Él dejó que sus dedos le rozaran el cuello. Ariel sintió su fuerza y el descuido de su gesto.

–¿Cuál te gustaría que fuera?

–Uno sincero –le dijo Ariel llanamente–. Pero como sé que eso no es posible, ¿por qué no olvidamos el asunto? Phil, tu personaje es un hombre áspero, desconfiado y de sangre fría. Me parece que te has retratado muy bien a ti mismo –alzó la copa una última vez y decidió que era una lástima que Booth tuviera tan pobre opinión de las mujeres, o quizá de la gente en general–. Buenas noches, Booth.

Cuando ella se alejó, Booth se quedó observándola un instante antes de romper a reír. En ese momento, no se le ocurrió que aquella era la primera risa espontánea que profería en casi dos años. Ni siquiera se le ocurrió que se estaba riendo de sí mismo.

No, Ariel Kirkwood no era su Rae, pensó, pero era una buena actriz. Muy, muy buena. Tendría que acordarse de ella.

II

 

De pie junto a los amplios ventanales del despacho de Marshell, Booth observaba el tráfico de Nueva York. A aquella altura se sentía separado de la ciudad, del ajetreo y de la energía que irradiaban sus calles y aceras. Le agradaba sentirse desvinculado de todo aquello. Los vínculos suponían una implicación que le resultaba molesta.
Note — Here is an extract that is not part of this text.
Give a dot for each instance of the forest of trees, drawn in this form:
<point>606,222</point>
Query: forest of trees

Ninguna de las actrices a las que habían entrevistado en las dos semanas anteriores se acercaba siquiera a lo que buscaba. Él mejor que nadie sabía lo que quería para el papel de Rae. Había empezado a escribir el guion de aquella película dejándose llevar por un impulso. Había sido una especie de terapia, pensó con una agria sonrisa. Más barato que un psiquiatra y mucho más satisfactorio. Su única intención entonces era acabar el guion, purgarse y guardarlo en un cajón. Pero luego se había dado cuenta de que era el mejor trabajo que había hecho. Quizá la ira fuera la décima musa. En cualquier caso, él era ante todo un guionista. Por muy doloroso que fuera exponer las miserias propias a ojos del gran público, no pensaba arrumbar en un cajón su mejor obra. Y dado que iba a llevar el guion a la pantalla, quería hacerlo bien.
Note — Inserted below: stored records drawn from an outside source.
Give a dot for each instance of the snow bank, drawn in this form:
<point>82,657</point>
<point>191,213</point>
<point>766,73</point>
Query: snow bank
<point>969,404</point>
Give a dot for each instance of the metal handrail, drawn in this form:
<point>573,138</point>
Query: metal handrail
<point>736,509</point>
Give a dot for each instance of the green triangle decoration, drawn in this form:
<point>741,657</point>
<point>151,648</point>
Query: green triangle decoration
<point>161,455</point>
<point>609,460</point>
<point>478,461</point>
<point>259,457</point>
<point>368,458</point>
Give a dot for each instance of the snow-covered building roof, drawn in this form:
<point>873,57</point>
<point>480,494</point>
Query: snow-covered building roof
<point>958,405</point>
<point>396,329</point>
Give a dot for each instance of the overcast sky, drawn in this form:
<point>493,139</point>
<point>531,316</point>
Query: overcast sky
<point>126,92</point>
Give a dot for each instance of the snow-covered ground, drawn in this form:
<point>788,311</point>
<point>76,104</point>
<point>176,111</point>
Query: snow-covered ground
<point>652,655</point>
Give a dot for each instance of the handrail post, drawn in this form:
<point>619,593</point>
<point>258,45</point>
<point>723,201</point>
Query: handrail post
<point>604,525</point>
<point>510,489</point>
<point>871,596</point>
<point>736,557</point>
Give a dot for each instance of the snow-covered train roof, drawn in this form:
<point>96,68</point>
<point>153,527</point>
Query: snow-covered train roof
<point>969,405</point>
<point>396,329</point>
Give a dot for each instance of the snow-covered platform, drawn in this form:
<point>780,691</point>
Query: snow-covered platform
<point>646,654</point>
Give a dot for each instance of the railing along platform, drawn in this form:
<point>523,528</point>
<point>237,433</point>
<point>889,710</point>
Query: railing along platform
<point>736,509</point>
Había creído que sería difícil encontrar al actor que encarnaría a Phil, el personaje en el que se había plasmado a sí mismo. Sin embargo, dar con él había resultado sorprendentemente sencillo. El eje de la historia no era Phil, sino Rae, y esta era un reflejo dolorosamente preciso de su exmujer, Elizabeth Hunter, una actriz soberbia, una celebridad condescendiente, una mujer sin un ápice de espontaneidad.

Su matrimonio había empezado en un torbellino y había acabado en desastre. Booth no se consideraba inocente, pero culpaba ante todo a su credulidad. Había creído en la imagen que proyectaba Elizabeth, se había enamorado apasionadamente de la perfección de su rostro y su cuerpo. Podría haber disculpado sus fallos, sus defectos pronto puestos al descubierto. Pero jamás le perdonaría que lo hubiera utilizado. Y, con todo, Booth distaba aún de saber con certeza si culpaba a Liz por haberse aprovechado de él, o si se reprochaba a sí mismo haberlo permitido.